Verglichen mit dem Model 1 fehlen zwei Kanäle, der dritte Phono-Eingang, der zweite Masterausgang, der zweite D-SUB-Eingang, der zweite Netzteileingang, einige Zentimeter Gehäuse – und circa 900 Euro Aufpreis. Und damit sind wir schon genau bei der Kaufempfehlung.
Für wen ist das?
Es hätte besser nicht kommen können: ein kleiner Model 1 mit allen wichtigen Features, und diese ohne Einschränkungen. PLAYdifferently-Mixer sind nicht für jeden DJ geeignet. Mit Crossfader und Mikrofoneingang können sie nicht dienen, womit die Hip-Hop-Klientel schon mal raus ist. Wer gerne mit konventionellen Equalizern und Onboard-Effekten hantiert und einen typischen Club-Standard-Mixer sucht, wird lieber zum Pioneer DJM-900NXS2 greifen, der in der gleichen Preisklasse spielt.

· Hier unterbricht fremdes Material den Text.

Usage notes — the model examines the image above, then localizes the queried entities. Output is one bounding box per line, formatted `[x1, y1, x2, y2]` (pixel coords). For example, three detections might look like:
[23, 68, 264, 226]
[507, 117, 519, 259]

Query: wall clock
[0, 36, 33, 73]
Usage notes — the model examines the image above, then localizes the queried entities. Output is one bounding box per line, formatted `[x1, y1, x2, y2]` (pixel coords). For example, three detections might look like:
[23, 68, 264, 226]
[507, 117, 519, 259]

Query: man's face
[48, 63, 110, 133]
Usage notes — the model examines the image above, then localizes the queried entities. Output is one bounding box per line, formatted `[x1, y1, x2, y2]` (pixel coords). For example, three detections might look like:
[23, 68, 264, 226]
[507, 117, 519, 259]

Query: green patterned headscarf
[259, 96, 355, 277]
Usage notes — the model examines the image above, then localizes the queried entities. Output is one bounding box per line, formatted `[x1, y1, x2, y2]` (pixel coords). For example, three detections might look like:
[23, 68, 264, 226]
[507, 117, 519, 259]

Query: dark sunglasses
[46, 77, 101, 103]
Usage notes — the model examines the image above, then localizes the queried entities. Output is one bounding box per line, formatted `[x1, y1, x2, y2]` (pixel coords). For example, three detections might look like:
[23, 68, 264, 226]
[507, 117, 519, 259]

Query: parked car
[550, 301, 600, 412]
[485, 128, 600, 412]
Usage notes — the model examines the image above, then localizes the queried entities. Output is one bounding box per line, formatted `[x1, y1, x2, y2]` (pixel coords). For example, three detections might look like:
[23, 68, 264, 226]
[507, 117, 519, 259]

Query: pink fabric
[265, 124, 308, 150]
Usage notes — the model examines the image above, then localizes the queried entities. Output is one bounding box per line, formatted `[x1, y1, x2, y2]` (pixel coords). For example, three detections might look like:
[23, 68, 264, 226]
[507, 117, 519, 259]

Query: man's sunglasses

Wer analoge Technik mit schönen Filtern günstiger sucht, gibt sich womöglich mit dem anderen De-facto-Club-Standard Allen & Heath Xone:96 zufrieden.
Mark Pohlmann sagt:
#1 - 17.11.2021 um 07:29 Uhr
Danke für den tollen Bericht und die Soundbeispiele! Macht wirklich Lust, das kleine Kistlein mal unter den Händen zu haben. Der Preisunterschied zum Xone 92 bleibt weiter hoch, auch wenn ich nochmal besser verstanden habe, wo eigentlich der Vorteil von den Model 1 liegt.
Mijk van Dijk sagt:
#1.1 - 22.11.2021 um 13:24 Uhr
Danke für das Lob, Mark.
Der Model 1.4 ist halt wirklich etwas besonderes, sicher nicht perfekt für jede/n DJ, aber es ist doch schön, wenn es perfekte Lösungen für spezielle Wünsche gibt, die auch noch einigermaßen bezahlbar erscheinen.